DP AlignmentΒΆ

In bioinformatics, we often search for similarities between sequences. You might know the problem already from the pattern matching section. However, when we want to put a sequence in its evolutionary context, a simple pattern matching algorithm will not suffice, as it rather looks for small identical parts with some errors. But, if we have two sequences at hand, we don’t actually know which patterns we are looking for.

A transcript between two aligned sequences.

To solve this problem, one computes a global pairwise sequence alignment to obtain an optimal transcript, that describes how these two sequences are related to each other. The transcript describes the edit operations (match, substitution, insertion and deletion) necessary to translate the one sequence into the other, as can be seen in the picture above.

The alignment problem is solved with a dynamic programming (DP) algorithm which runs in \(\mathcal{O}(n^2)\) time and space. Besides the global alignment approach many, many more variations of this DP based algorithm have been developed over time. SeqAn unified all of these approaches into a single DP core implementation which can be extended pretty easily and thus with all possible configurations is a very versatile and powerful tool to compute many desired alignment variants.

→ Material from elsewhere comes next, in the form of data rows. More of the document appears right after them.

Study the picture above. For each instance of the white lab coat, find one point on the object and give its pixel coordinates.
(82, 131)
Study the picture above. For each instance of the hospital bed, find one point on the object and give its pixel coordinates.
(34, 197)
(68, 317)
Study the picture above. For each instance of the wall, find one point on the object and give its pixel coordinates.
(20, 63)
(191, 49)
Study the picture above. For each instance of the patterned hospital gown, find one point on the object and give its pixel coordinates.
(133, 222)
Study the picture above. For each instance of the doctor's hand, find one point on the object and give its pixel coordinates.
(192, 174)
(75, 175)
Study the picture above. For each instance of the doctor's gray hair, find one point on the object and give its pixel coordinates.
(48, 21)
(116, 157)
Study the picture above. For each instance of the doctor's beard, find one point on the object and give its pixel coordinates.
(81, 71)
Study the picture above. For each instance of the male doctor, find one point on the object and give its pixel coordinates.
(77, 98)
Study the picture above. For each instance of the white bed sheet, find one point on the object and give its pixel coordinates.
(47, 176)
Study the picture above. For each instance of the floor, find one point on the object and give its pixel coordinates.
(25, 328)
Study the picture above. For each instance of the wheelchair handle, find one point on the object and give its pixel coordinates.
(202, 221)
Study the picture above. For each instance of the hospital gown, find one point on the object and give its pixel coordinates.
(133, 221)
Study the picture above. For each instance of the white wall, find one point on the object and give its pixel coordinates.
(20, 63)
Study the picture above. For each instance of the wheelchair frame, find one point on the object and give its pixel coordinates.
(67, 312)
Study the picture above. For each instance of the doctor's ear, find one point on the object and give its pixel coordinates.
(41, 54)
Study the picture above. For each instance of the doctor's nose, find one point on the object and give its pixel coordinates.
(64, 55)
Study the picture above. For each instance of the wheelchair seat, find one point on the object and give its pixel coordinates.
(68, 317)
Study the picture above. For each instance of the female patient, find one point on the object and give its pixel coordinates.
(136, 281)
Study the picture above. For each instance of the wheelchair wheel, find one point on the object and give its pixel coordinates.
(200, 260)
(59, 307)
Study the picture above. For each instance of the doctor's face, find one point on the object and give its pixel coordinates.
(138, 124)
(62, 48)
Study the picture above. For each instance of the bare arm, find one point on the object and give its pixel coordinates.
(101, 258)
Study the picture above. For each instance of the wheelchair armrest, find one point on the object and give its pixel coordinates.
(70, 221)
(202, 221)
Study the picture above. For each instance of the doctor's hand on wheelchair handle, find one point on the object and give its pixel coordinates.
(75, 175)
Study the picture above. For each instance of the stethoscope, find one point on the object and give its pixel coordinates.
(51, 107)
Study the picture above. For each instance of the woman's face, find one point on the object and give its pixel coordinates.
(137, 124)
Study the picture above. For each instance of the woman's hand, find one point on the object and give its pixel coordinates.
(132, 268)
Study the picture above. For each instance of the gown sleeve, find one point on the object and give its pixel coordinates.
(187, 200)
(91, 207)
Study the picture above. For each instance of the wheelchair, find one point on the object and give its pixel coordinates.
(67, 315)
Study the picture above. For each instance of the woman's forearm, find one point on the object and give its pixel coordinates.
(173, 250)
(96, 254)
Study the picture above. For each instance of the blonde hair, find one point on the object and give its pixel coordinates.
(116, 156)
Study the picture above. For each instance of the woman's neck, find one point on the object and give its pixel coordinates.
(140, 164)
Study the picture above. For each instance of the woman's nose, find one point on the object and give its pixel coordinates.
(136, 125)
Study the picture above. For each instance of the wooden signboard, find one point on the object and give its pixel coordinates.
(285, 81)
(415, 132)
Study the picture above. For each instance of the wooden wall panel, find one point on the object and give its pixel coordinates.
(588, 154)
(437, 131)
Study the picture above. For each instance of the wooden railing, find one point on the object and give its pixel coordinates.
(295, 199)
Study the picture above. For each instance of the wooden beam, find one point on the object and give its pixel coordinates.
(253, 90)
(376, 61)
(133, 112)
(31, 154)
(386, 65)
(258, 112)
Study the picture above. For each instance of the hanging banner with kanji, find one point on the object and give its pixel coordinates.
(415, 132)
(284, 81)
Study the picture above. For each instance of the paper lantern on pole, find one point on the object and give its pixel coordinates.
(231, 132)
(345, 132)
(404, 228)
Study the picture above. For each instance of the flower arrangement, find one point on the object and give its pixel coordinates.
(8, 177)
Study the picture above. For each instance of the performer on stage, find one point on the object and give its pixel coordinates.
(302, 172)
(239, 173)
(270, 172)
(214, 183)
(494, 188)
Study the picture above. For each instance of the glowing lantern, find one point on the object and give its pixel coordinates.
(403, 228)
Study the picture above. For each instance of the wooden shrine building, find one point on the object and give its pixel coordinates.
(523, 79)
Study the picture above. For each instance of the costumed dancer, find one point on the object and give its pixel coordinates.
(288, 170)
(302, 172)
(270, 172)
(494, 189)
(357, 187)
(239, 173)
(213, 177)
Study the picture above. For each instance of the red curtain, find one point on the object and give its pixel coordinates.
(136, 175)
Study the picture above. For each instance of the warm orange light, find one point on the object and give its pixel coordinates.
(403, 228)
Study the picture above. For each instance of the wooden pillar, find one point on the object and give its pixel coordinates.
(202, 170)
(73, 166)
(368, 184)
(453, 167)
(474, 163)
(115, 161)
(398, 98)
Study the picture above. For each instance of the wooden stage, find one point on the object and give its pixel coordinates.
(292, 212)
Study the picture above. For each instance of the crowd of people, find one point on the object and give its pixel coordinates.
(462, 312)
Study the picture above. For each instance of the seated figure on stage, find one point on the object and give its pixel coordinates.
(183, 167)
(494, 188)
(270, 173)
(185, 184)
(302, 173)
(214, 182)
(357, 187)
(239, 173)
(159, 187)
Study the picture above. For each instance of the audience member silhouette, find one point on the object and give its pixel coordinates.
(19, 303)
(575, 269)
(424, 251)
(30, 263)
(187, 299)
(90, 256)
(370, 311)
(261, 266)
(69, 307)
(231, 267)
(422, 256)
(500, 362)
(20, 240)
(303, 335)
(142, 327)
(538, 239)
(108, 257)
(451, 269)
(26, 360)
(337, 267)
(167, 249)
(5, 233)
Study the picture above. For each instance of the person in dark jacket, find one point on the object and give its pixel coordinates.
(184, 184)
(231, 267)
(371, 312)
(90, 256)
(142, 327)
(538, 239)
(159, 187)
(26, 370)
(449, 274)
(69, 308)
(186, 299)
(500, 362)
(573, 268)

In the pairwise sequence alignment tutorial you will learn more about the different alignment algorithms that are implemented and how to compute them.

A more complex problem then the pairwise sequence alignment is the multiple sequence alignment, where the optimal alignment between many sequences is sought. Solving the problem exactly would be infeasible, since the combinations would explode. In fact the runtime is \(\mathcal{O}(n^k)\), where \(k\) is the number of sequences. Instead, one rather builds up a multiple sequence alignment by progressively computing pairwise alignments. The multiple sequence alignment tutorial teaches you how to compute a multiple sequence alignment in SeqAn.